# Waterfall interpretation



## brucek (Apr 11, 2006)

So who knows what waterfall charts are telling me?

I haven't got a clue what I'm supposed to understand from a waterfall.

Below is a response of my main system. It has always had a nice sharp dip at about 27Hz - I've never been able to hear it. I suspect it's too narrow to create much of a problem. It will not respond to filtering, but the interesting part is I can shut the door between my dining room and kitchen and it completely goes away. I like the door open, so the dip remains.....

I did a waterfall of the response shown below and I see the area around 27Hz is a bit funky too.
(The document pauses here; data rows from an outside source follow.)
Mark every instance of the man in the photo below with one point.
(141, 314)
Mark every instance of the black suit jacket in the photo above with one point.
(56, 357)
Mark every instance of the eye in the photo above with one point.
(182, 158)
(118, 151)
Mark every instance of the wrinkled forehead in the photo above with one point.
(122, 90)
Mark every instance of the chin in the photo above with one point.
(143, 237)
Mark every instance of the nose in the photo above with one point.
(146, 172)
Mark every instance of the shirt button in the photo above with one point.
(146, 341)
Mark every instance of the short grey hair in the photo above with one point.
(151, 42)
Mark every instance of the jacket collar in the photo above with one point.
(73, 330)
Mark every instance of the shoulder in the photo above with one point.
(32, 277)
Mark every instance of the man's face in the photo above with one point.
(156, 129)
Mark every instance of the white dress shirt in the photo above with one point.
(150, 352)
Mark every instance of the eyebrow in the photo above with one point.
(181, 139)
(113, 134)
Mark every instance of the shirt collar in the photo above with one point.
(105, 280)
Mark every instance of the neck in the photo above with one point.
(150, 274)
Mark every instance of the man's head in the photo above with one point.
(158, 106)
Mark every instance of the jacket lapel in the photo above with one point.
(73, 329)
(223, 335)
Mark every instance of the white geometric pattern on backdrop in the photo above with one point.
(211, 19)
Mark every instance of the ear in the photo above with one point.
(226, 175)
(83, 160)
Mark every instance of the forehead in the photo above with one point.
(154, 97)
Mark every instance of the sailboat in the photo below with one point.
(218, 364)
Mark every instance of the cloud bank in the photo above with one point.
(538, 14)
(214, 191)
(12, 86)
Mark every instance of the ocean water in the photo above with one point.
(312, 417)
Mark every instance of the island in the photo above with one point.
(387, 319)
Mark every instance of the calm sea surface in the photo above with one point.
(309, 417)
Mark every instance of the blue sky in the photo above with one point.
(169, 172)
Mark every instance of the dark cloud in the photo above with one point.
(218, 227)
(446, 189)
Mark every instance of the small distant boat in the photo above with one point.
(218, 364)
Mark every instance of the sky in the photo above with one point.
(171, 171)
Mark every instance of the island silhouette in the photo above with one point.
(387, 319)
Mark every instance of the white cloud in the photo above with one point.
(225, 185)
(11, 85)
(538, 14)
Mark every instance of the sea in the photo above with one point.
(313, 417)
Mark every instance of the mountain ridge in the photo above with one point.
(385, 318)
So, what does the waterfall say to me. If I showed it to some waterfall expert without the response chart, what will they tell me about, or is it just a pretty picture? :yikes: 


















brucek


----------



## SteveCallas (Apr 29, 2006)

I believe the waterfall shows how much stored energy is in your room at each frequency, kind of like a decay. It should be pretty equivalent to the "Energy Time Frequency Spectrogram" that AV Talk uses (explained on this page). In a room, as opposed to ground plane outside, it's going to be worse, as you get reflections in a room. This is where bass traps come into play - I think many people underestimate how thick they really need to be to have an effect in the subwoofer range though.

I didn't even realize WinISD was capable of measuring that though - I'll have to get around to one of those sometime.


----------



## Otto (May 18, 2006)

SteveCallas said:


> I didn't even realize WinISD was capable of measuring that though - I'll have to get around to one of those sometime.


I believe the waterfall plots are coming from REW.


----------



## SteveCallas (Apr 29, 2006)

Oops :duh: Lol, that's what I meant, REQW, not WinISD.


----------



## Wayne A. Pflughaupt (Apr 13, 2006)

brucek,



> So, what does the waterfall say to me. If I showed it to some waterfall expert without the response chart, what will they tell me about, or is it just a pretty picture?


This might help, something I posted on a related thread several months ago (here’s the full thread).

I’m not a waterfall expert, but what it’s telling me is that your decay times for the lowest frequencies are really long.

That 27 Hz thing is a real mystery. It’s showing up on the waterfall graph as a peak, but as a null on the regular graph. Can’t say I’ve ever seen that. You might want to give Ethan Winer a shout.

What kind of a room are we talking about? Symmetrical shoe-box type, or something more complex?

Regards,
Wayne


----------



## brucek (Apr 11, 2006)

Thanks Wayne, that was a good article you wrote.

Armed with that info, I played with the waterfall a bit.

I see that just like any graph (duh, stupid me), the scaling has to be set, so I matched the log nature and the same axis as the response graph so I was comparing apples and apples. 

I also note the waterfall has some smoothing, so I matched it at 1/6th smooth on the response graph.

The number of slices is quite significant in understanding what you're seeing. 

Below I have included the response graph with the sharp dip indicated with the cursor and then I keep it there as I show slices of zero, ten, twenty, thirty in the waterfall.

See how it gets hard to determine where the dip is when you get up to thirty? It's hiding at the back where the 3D nature fools you where it starts. By the fact that the dip has a low amplitude, it is overwhelmed by the information on either side as it decays. See in the twenty plot how the dip is finally lost at about the twelfth slice.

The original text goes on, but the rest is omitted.